The Judge handled himself well, said Brooks. He was not the angry
ideologue pictured by the Democrats.

Shields agreed expressing admiration for his "judicial temperament."

And so, in media outlet after media outlet, another Administration-
supporting consensus was reached, in part, because of they way media
framed the story.

They had bought and sold the pre-hearing hype that this would be the
ultimate ideological "showdown" like some final round of Wrestle
Mania. When Alito was left standing after what was falsely pictured
as his race through a gauntlet, he was proclaimed a winner.

THE DEMOCRATS WERE PREDICTABLE

The Democrats were predictable, baiting Alito, and trying to use
comments he made in the 1980's as well as his dense judicial record
against him. Like many Generals, they were fighting the last war—the
one against Court nominee Robert Bork who took on his attackers but
whose arrogance and argumentative approach did him in.

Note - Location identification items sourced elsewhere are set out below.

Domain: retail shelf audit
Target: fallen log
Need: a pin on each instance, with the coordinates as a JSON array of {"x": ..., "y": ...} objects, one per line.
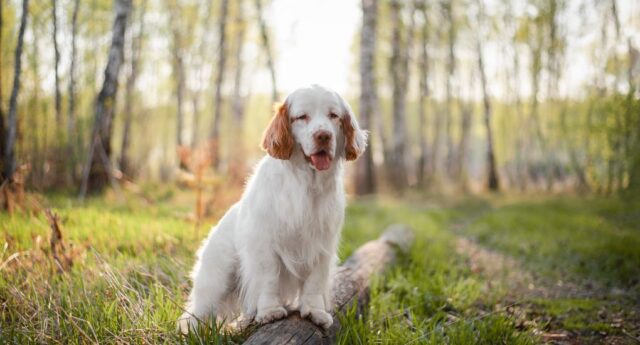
[{"x": 351, "y": 283}]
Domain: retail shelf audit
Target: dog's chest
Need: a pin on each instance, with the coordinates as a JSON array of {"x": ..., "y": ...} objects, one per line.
[{"x": 310, "y": 235}]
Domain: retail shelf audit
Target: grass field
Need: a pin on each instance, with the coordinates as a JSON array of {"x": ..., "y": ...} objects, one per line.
[{"x": 489, "y": 270}]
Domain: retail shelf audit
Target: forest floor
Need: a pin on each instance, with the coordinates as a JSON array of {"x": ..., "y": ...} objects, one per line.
[{"x": 489, "y": 269}]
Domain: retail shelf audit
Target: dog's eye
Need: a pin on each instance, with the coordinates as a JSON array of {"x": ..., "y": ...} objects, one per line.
[{"x": 303, "y": 117}]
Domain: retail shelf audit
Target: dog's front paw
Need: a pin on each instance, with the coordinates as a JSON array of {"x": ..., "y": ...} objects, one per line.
[
  {"x": 270, "y": 314},
  {"x": 317, "y": 316},
  {"x": 187, "y": 323}
]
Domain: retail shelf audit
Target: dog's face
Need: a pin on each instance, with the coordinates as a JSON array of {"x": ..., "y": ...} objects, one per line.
[{"x": 320, "y": 122}]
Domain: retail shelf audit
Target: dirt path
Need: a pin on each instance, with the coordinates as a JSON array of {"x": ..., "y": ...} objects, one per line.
[{"x": 526, "y": 294}]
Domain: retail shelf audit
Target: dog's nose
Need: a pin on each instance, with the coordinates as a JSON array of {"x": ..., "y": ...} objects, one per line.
[{"x": 322, "y": 137}]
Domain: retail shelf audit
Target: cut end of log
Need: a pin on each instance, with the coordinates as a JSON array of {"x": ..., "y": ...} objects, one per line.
[{"x": 399, "y": 235}]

Significantly, when Bork himself was asked to comment on Alito's well
choreographed but evasive performance, he said, "The object nowadays
is to get confirmed, People will say pretty much -- or avoid saying
pretty much in order to get confirmed."

Didn't the Democrats realize that the Republicans would anticipate
their knee-jerk approach, and then neutralize its dated and poorly
executed confrontation strategy? Why weren't they on alert for dirty
tricks like the phony crying spell by Alito's wife publicized by the
very firm that promoted the Swift Boat veterans who smeared John
Kerry?

What world were they in? Weren't they aware that Alito would be well
coached (including by Senator Graham, a member of their own
Committee), trained not to play to type and then to conceal more than
reveal? He followed the lead of Judge Roberts by saying as little as
possible and acting as thoughtful and reasonable as he could.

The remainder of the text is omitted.